Pursuant to Executive Law § 259-i(3)(a)(i)and 9 NYCRR 8004.2, a parole officer is required to obtain a warrant before arresting a parolee for an alleged parole violation. There is currently no statutory exception to that warrant requirement
So what if pursuant to a verbal order from a Senior Parole Officer, a parole Officer, without a warrant, arrests and and shackles a reporting parolee when he arrived at the parole office. and them after the senior parole officer finished processing the necessary forms to obtain a warrant after defendant was taken into custody, the shackled parolee escaped. Is that Escape in the First Degree?

In People v Colon (2011 NY Slip Op 00831 [4th Dept 2/11/11])the Appellate Division, Fourth Department held that it is not an escape in violation of the penal law because there had not been an authorized arrest.
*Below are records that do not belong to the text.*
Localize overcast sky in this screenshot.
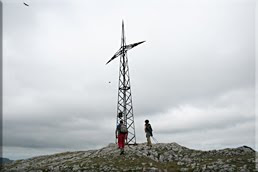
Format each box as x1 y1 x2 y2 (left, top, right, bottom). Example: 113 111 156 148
3 0 255 159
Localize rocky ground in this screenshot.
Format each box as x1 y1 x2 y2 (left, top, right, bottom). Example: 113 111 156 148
2 143 258 172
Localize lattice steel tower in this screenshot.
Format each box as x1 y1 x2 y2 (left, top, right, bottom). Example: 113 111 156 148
106 21 145 144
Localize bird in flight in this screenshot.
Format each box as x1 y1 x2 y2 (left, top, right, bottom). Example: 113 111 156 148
23 2 29 7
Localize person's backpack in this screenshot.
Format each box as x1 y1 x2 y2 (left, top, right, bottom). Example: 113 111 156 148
120 124 128 133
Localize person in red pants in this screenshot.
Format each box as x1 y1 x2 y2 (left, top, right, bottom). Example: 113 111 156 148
116 120 128 155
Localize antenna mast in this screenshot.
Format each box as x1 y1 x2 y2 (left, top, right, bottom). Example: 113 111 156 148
106 21 145 145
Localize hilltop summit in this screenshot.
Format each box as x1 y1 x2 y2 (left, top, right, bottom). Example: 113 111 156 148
3 143 256 172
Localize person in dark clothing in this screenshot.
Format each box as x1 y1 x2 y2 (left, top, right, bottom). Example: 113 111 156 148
144 120 152 147
116 120 128 155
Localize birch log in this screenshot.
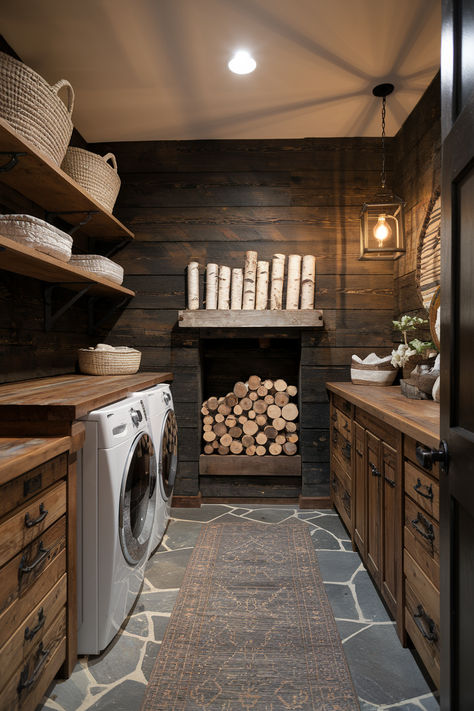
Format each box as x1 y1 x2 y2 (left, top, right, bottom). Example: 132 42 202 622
206 264 219 309
301 254 316 309
188 262 199 311
230 269 244 311
270 254 285 311
242 251 257 311
217 267 230 309
286 254 301 311
255 262 270 311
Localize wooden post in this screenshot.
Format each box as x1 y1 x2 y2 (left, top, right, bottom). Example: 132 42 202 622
286 254 301 311
217 267 230 309
188 262 199 311
255 262 270 311
270 254 285 311
301 254 316 309
242 251 257 311
230 269 244 311
206 264 219 309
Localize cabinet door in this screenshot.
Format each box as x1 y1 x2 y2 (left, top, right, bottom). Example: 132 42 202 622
366 431 382 587
381 442 402 621
352 422 367 560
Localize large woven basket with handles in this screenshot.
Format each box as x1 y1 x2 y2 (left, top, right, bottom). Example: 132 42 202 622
78 348 142 375
61 146 120 212
0 52 74 165
0 215 72 262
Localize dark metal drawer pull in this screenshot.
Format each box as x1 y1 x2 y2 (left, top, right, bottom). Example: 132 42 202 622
370 462 382 476
17 642 49 694
25 608 46 641
18 541 51 575
25 503 48 528
413 477 434 501
411 511 434 543
413 605 438 642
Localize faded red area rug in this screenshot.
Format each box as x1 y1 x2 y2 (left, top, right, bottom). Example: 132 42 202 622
142 519 359 711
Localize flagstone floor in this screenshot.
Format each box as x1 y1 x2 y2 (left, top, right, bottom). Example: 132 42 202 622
42 504 439 711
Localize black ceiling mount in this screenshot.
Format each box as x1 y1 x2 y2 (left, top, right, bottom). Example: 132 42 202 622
372 84 395 96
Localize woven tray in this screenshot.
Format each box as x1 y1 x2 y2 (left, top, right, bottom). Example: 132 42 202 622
0 52 74 165
69 254 123 284
78 348 142 375
61 146 120 212
0 215 72 262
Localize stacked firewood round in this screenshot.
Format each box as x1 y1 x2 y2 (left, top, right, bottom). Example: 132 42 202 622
201 375 299 457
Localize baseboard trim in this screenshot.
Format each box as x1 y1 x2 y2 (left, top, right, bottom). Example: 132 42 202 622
171 492 203 509
299 496 332 509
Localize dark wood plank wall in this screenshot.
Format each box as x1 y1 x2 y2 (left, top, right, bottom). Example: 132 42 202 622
393 74 441 326
92 139 394 496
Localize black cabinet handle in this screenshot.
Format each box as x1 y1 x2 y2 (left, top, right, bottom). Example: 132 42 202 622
369 462 382 476
413 477 434 501
17 642 49 694
25 504 48 528
25 608 46 641
413 605 438 642
18 541 51 576
411 511 435 543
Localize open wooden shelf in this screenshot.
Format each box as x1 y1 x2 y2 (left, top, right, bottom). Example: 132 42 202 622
178 309 324 326
0 118 133 239
0 235 135 296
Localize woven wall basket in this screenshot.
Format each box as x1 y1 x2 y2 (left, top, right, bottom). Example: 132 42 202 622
69 254 123 284
0 215 72 262
61 146 120 212
78 348 142 375
0 52 74 165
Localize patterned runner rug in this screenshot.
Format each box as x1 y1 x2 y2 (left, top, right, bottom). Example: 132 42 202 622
142 519 359 711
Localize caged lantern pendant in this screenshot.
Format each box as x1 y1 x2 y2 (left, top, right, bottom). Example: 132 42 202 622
359 84 406 261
The Court explained

Pursuant to Penal Law § 205.15 (2), “[a] person is guilty of escape in the first degree when . . . [h]aving been arrested for, charged with or convicted of a class A or class B felony, he [or she] escapes from custody . . . .” A person is in “[c]ustody” when he or she is restrained “by a public servant pursuant to an authorized arrest” (§ 205.00 [2] [emphasis added]). Inasmuch as defendant’s arrest for a parole violation was not made pursuant to a warrant, it was not authorized (see Bratton, 8 NY3d at 642-643), and thus defendant was not in “[c]ustody” pursuant to Penal Law § 205.00 (2). Even assuming, arguendo, that the warrant was signed and issued after defendant’s arrest but before his escape, we conclude that such warrant did not render the arrest valid (see Bratton, 8 NY3d at 642-643).